Chapter 4 Flashcards
T/F: A naive forecast for September sales of a product would be equal to the forecast for August.
False. A naive forecast would be equal to last period’s ACTUAL, not forecasted.
T/F: The forecasting time horizon and the forecasting techniques used tend to vary over the life cycle of a product.
True
T/F: Demand (sales) forecasts serve as inputs to financial, marketing, and personnel planning.
True
T/F: Forecasts of individual products tend to be more accurate than forecasts of product families.
False
T/F: Most forecasting techniques assume that there is some underlying stability in the system.
True
T/F: The sales force composite forecasting method relies on salespersons’ estimates of expected sales.
True
T/F: A time-series model uses a series of past data points to make the forecast.
True
T/F: The quarterly “make meeting” of Lexus dealers is an example of a sales force composite forecast.
True
T/F: Cycles and random variations are both components of time series.
True
T/F: A naive forecast for September sales of a product would be equal to the sales in August.
True
T/F: One advantage of exponential smoothing is the limited amount of record keeping involved.
True
T/F: The larger the number of periods in the simple moving average forecasting method, the greater the method’s responsiveness to changes in demand.
False
T/F: Forecast including trend is an exponential smoothing technique that utilizes two smoothing constants: one for the average level of the forecast and one for its trend.
True
T/F: Mean Squared Error and Coefficient of Correlation are two measures of the overall error of a forecasting model.

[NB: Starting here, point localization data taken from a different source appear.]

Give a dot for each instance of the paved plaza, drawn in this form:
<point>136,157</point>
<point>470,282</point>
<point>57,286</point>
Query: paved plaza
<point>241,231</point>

False. MSE and MAD are two measures, Coefficient of Correlation is a measure of the strength of relationship between two variables.
T/F: In trend projection, the trend component is the slope of the regression line.
True
T/F: In trend projection, a negative regression slope is mathematically impossible.
False
T/F: Seasonal indexes adjust raw data for patterns that repeat at regular time intervals.
True
T/F: If quarterly seasonal index has been calculated at 1.55 for the Oct-Dec quarter, then raw data for that quarter must be multiplied by 1.55 so that the quarter can be fairly compared to other quarters.
False. You don’t multiply to fairly compare to other quarters, you multiply to get a more accurate forecast.
T/F: The best way to forecast a business cycle is by finding a leading variable.
True
T/F: Linear-regression analysis is a straight-line mathematical model to describe the functional relationships between independent and dependent variables.
True
T/F: The larger the standard error of the estimate, the more accurate the forecasting model.